Winfried Kretschmann spricht beim tazlab über Opposition, Mercedes und seine größte Angst. Sahra Wagenknecht hingegen ist auf der Suche nach Entschleunigung.

Möchte mehr Bücher lesen, wirkt aber noch nicht hunderprozentig tiefenentspannt: Sahra Wagenknecht. Bild: Wolfgang Borrs

BERLIN taz | Da sitzt er nun, der Froschkuttel-Liebhaber aus dem Ländle, in grauem Anzug und der unverwechselbaren Bart-Simpson-Frisur in Grau: Winfried Kretschmann.

Das Auditorium des Hauses der Kulturen der Welt (HKW) ist nicht voll, aber gut gefüllt. „Sie sind der erste baden-württembergische Ministerpräsident auf einem taz-Kongress“, sagt Peter Unfried, einer der Moderatoren und taz-Chefreporter. „Ich habe keine Ahnung, woran das liegt.“ Nach den Wahlen vor einem Jahr habe Kretschmann die rot-grüne Regierung gebildet. „Grün-rot!“, kreischt es unisono aus dem Publikum. „Na, das geht ja interaktiv los“, sagt taz-Redakteur Jan Feddersen, Organisator des taz.lab, der dieses Panel ebenfalls moderiert.
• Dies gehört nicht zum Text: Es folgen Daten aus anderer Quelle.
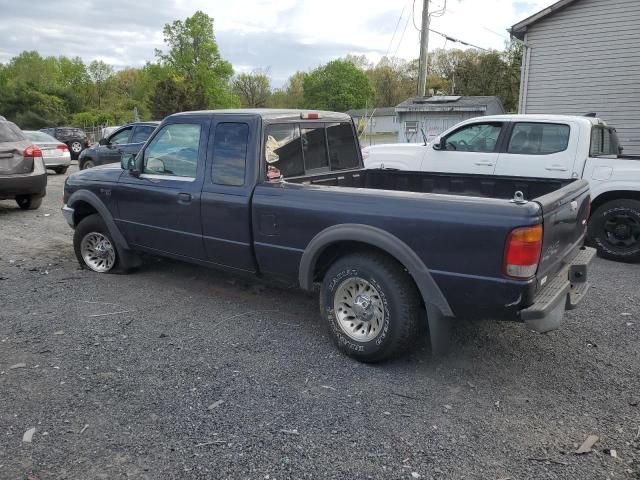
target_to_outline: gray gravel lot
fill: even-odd
[[[0,202],[0,479],[640,479],[640,265],[596,260],[559,331],[465,322],[448,356],[363,365],[313,296],[80,270],[62,182]]]

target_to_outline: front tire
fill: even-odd
[[[96,166],[95,162],[90,158],[87,158],[86,160],[80,163],[80,170],[86,170],[87,168],[93,168],[95,166]]]
[[[42,197],[33,195],[18,195],[16,203],[22,210],[37,210],[42,205]]]
[[[640,262],[640,201],[620,199],[602,205],[591,216],[588,237],[602,258]]]
[[[80,266],[96,273],[126,273],[132,268],[98,214],[80,221],[73,234],[73,250]]]
[[[64,175],[65,173],[67,173],[67,169],[69,167],[57,167],[54,168],[53,171],[56,172],[58,175]]]
[[[416,338],[419,296],[395,260],[356,253],[337,260],[320,290],[320,311],[338,349],[362,362],[405,353]]]

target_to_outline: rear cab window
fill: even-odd
[[[446,137],[445,149],[458,152],[494,152],[501,131],[502,123],[465,125]]]
[[[562,123],[517,122],[507,144],[507,153],[550,155],[569,146],[571,127]]]
[[[170,123],[153,137],[144,151],[143,174],[195,180],[202,126]]]
[[[248,147],[248,124],[224,122],[216,125],[213,137],[213,183],[236,187],[244,185]]]
[[[269,180],[360,166],[349,122],[267,125],[264,151]]]
[[[620,144],[616,129],[605,126],[591,128],[590,157],[615,156],[620,154]]]

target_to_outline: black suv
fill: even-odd
[[[89,148],[89,139],[87,134],[81,128],[74,127],[57,127],[57,128],[41,128],[41,132],[48,133],[56,140],[60,140],[69,147],[71,160],[77,160],[80,153]]]
[[[120,127],[80,154],[80,170],[118,163],[123,154],[137,154],[160,122],[136,122]]]

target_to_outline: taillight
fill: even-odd
[[[542,225],[512,230],[504,250],[504,273],[514,278],[531,278],[538,270],[542,251]]]
[[[22,152],[22,156],[25,158],[42,157],[42,150],[37,145],[29,145]]]
[[[302,120],[318,120],[320,118],[319,113],[301,113],[300,118]]]
[[[68,152],[69,147],[67,147],[66,145],[57,145],[56,150],[62,150],[63,152]]]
„Was ist für Sie ein 'gutes Leben', Herr Ministerpräsident?“, dieses Thema soll die Veranstaltung dominieren. Oder besser: „Ist ein gutes Leben in Stuttgart tatsächlich möglich?“, fragt Unfried.

Kretschmann, Inhaber des Froschkuttel-Ordens (mindestens 25 Froschkutteln soll er zu diesem Zweck gegessen haben), lächelt und sagt: „Ich will jetzt nicht sagen: Wo sonst? Aber ja doch, auf den zweiten Blick ist das sehr gut möglich.“ Schwäbischer Zungenschlag, natürlich. Es lacht aus dem Publikum. Die Veranstaltung bleibt so kurzweilig und heiter, manchmal driftet sie aber doch etwas ins Seicht-Schenkelklopferhafte.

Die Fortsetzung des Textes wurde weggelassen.